An anti-terrorism court (ATC) in Lahore ordered on Thursday to hand over those accused of attacking the corps commander’s house in Lahore’s Cantonment area to the army, whereby the military courts are to initiate trials against them.

In an unprecedented show of vandalism, PTI supporters had attacked and caused damage to the historic Corps’ Commander’s House — originally known as Jinnah House and which once served as the residence of the founding father of the nation, Quaid-e-Azam Muhammad Ali Jinnah — hours after the National Accountability Bureau (NAB) arrested Pakistan Tehreek-e-Insaf (PTI) chief Imran Khan in the Al-Qadir Trust corruption case on May 9.

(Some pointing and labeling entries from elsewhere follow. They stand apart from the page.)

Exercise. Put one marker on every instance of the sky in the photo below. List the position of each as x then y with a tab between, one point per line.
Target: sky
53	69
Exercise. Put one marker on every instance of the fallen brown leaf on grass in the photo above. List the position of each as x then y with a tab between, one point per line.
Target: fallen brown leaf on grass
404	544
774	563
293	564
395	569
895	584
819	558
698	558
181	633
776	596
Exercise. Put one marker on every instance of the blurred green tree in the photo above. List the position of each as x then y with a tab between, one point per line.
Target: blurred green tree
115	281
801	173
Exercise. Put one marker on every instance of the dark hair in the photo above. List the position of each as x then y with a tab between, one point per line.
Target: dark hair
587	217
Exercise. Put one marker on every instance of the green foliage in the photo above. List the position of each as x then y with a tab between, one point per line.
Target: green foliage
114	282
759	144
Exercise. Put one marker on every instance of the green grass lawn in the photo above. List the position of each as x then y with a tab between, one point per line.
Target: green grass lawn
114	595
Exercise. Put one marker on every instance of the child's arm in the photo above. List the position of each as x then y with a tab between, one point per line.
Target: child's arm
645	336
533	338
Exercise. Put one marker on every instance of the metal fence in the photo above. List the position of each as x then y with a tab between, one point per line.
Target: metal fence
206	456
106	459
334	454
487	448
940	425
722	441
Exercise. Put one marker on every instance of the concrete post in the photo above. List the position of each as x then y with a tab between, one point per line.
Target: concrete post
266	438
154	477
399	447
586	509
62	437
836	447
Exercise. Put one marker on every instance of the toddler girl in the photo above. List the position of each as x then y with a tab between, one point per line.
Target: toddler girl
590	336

The commanding officer had sought the custody of 16 accused of involvement in the attack which includes former MPA Mian Akram Usman.

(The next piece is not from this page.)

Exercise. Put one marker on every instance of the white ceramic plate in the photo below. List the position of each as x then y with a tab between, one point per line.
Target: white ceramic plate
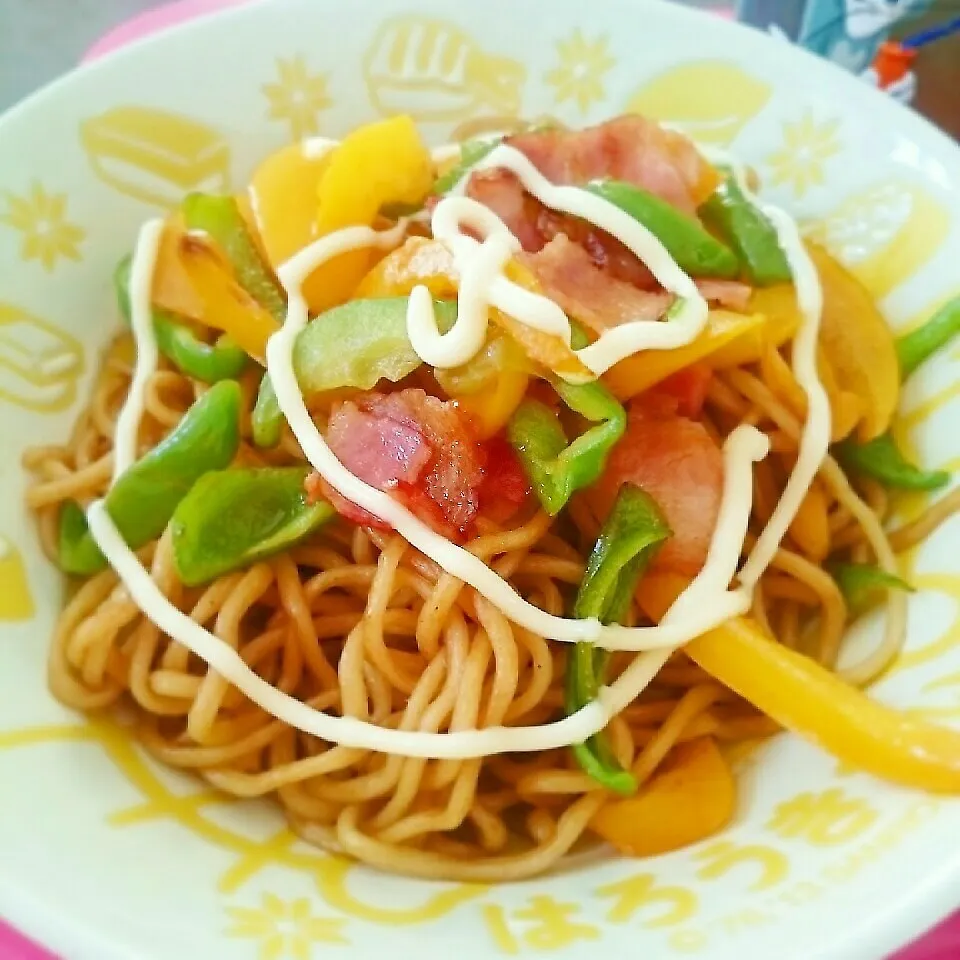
103	854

According to the officer, the suspects have been found guilty under Sections 3,7 and 9 of the Official Secrets Act.

He maintained that the ATC has therefore, decided that they can be tried under the Army Act 1952.

Read Government adamant on cornering Imran Khan

As per the court’s verdict, the prosecution did not oppose the commander’s request and subsequently, the court ordered for all 16 accused persons to be remanded over to the officer.

According to sources, the accused include Ammar Zohaib, Ali Iftikhar, Ali Raza, Muhammad Arsalan, Muhammad Umair, Muhammad Rahim, Ziaur Rehman, Waqas Ali, Rais Ahmed, Faisal Arshad, Muhammad Bilal, Faheem Haider, Arzam Junaid, Mian Muhammad Akram Usman, Muhammad Hasher Khan and Hassan Shakir.

Meanwhile, the PTI chief has filed a petition with the Supreme Court (SC) urging it to take notice of the “undeclared martial law” in parts of the country and the ongoing aggressive crackdown on his party.

Imran, through his lawyer Hamid Khan, has requested the apex court to probe into the government’s decision to call “in the aid of the armed forces in the Federal Capital Territory, Punjab, Balochistan and Khyber-Pakhtunkhwa (K-P) in the purported exercise of powers under Article 245 of the Constitution”.

“The dictated exercise of this power by the federal cabinet in the absence of objective conditions for the exercise of that power is clearly violative of the fundamental rights,” the petition stated.

Imran also pleaded to the SC to appoint a commission led by a SC judge to probe the events surrounding his arrest on May 9 and subsequent incidents.